Indeed, at Henry's personal training classes, everyone begins at a LISS level of training.
"We start any beginner client on low-intensity training before we bring them to anything else, and not just because it reduces the injury risk," he explains.
"If people are coming back from an injury, it's the same thing: we start them on low-intensity exercises and build them up from there - the key thing is you want people fit for the long-term rather than just a flash in the pan.
"We get them doing fast walks, swims, cycles and hill walks. Those are things they can do outside of the gym and in their own time, so it becomes really accessible. Any health plan should be built for long-term health rather than the quick-fix solutions that are very much en vogue at the minute."
For the best results possible, Henry recommends mixing up levels of intensity, introducing various forms of exercise and not becoming complacent in any one form of practice.
"I think anyone's general health plan should be a mix of high-intensity and low-intensity work that is longer in duration - one-hour fast walks, cycles, hill walks," Henry concludes.
In addition to the physical benefits, he points out the added mental and social aspects of a LISS routine: "There are fantastic benefits in terms of stress relief, and offering a family activity or a social experience with friends, which you can't really do with a 20-minute HIIT session."

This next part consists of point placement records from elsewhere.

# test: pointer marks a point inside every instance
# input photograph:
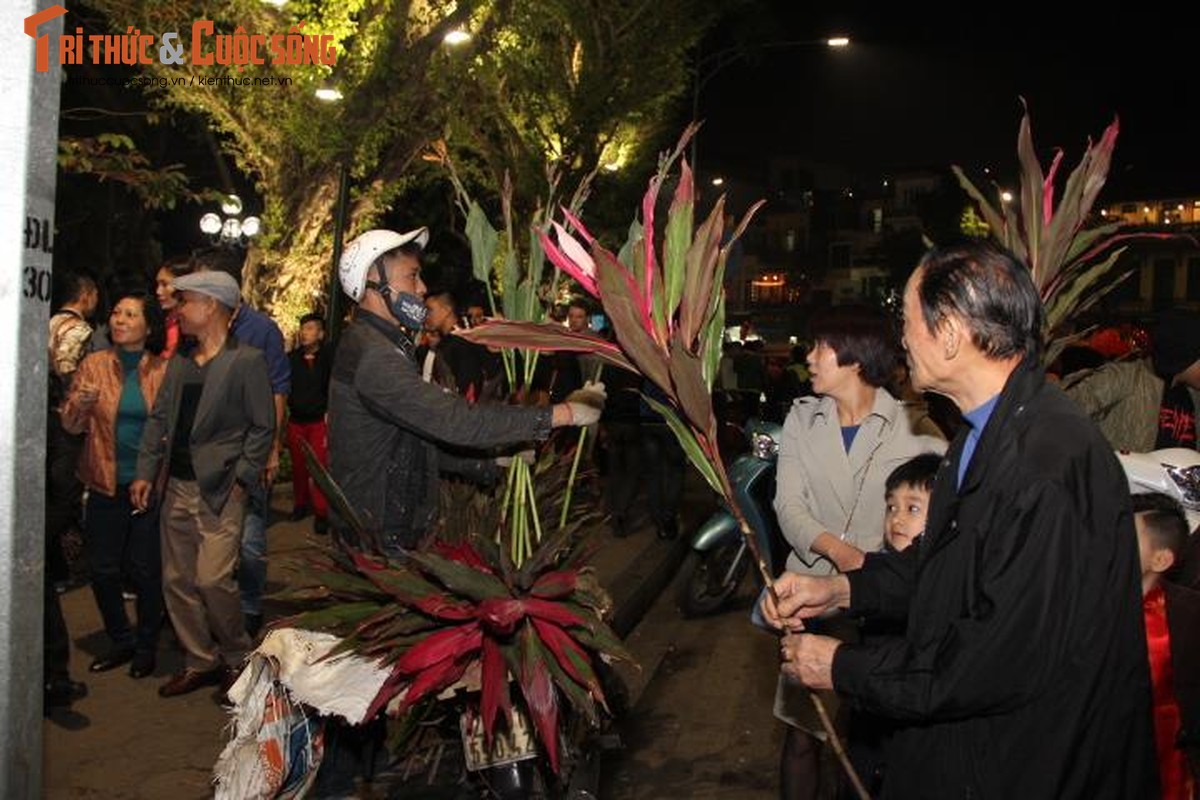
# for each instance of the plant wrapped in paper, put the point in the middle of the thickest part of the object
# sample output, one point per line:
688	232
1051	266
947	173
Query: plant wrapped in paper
435	615
1073	264
664	296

And it's not just fitness experts that are shouting from the rooftops about the benefits of low-intensity exercise, GP Nina Byrnes agrees that any type of exercise is good for your physical and mental health.
"There's lots of evidence that shows that any movement has huge benefits for people both health wise and with mental health," she says.
"Getting out there and getting exercise releases natural endorphins and that can come from just a walk." We're sold.